И это привело все-таки к драке, потому что однажды Сонька пошла с Картлосом на бульвар, и там Картлос встретил своих ребят с улицы Самеда Вургуна, и они избили Мурата.
Но на следующий день – с синяками и разбитой бровью – он опять ждал Соньку при выходе из музучилища.
А лил, между прочим, дождь – хлесткий майский дождь.
Мурат стоял напротив училища, прячась от ливня под козырьком какого-то подъезда, и кто-то из Сонькиных подруг, выглянув в окно, увидел его съежившуюся фигуру и показал Соньке.

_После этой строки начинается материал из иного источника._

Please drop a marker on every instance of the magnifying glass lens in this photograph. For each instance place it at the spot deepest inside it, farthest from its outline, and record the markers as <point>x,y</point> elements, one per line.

Сонька разозлилась. Она выскочила из класса, спустилась по лестнице к парадному подъезду училища и, открыв двери, крикнула Мурату:
– Иди сюда!
Он отрицательно покачал головой.
– Иди сюда! – приказала Сонька.
Он нехотя с независимым видом пересек под дождем улицу.
Сонька схватила его за мокрую руку, втащила в подъезд своего училища. В маленьком вестибюле было тепло, сухо, за барьером сидела дежурная.
Прижав Мурата к стене, Сонька сказала ему почти с ненавистью:
– Ну чего ты хочешь? Чего?
– Ничего… – ответил он.
– А зачем торчишь здесь? Зачем?
Он пожал плечами.
– Это смешно! – сказала она. – Смешно, понимаешь? Между нами ничего не может быть, ничего! Ты маленький, понимаешь, ма-лень-кий!
– Я вырасту.
– Дурак!
– Дворкина, – подошел к Соньке секретарь комитета комсомола училища, – ты распространила билеты?
– Восемь штук осталось, – сказала Сонька.
– А о чем думаешь?
– А никто не берет, – сказала Сонька. – Стипендия только послезавтра.
– Меня не касается, – сказал секретарь и спросил у Мурата: – Ты из нашего училища?
– Нет, – ответила вместо Мурата Сонька. – Он школьник.
– Школьник? Очень хорошо, – сказал секретарь. – Отдай ему билеты, пусть распространит в своей школе. В порядке шефской помощи. В какой ты школе? – спросил он у Мурата.
– В 71-й… – сказал Мурат.
– Это на улице Кецховели?
Мурат кивнул.
– Так это же наш район, – сказал секретарь Соньке. – Отдай ему билеты, запиши фамилию, а я позвоню их секретарю. И запомни, Дворкина, нам нельзя замыкаться в своем кругу. Раз ты культмассовый сектор – нужно нести культуру в народ. Ясно?
– Ясно, – сказала Сонька.
– Значит, договорились. Я записываю в плане работы: совместный поход в филармонию со школьниками 71-й школы. В порядке шефской помощи.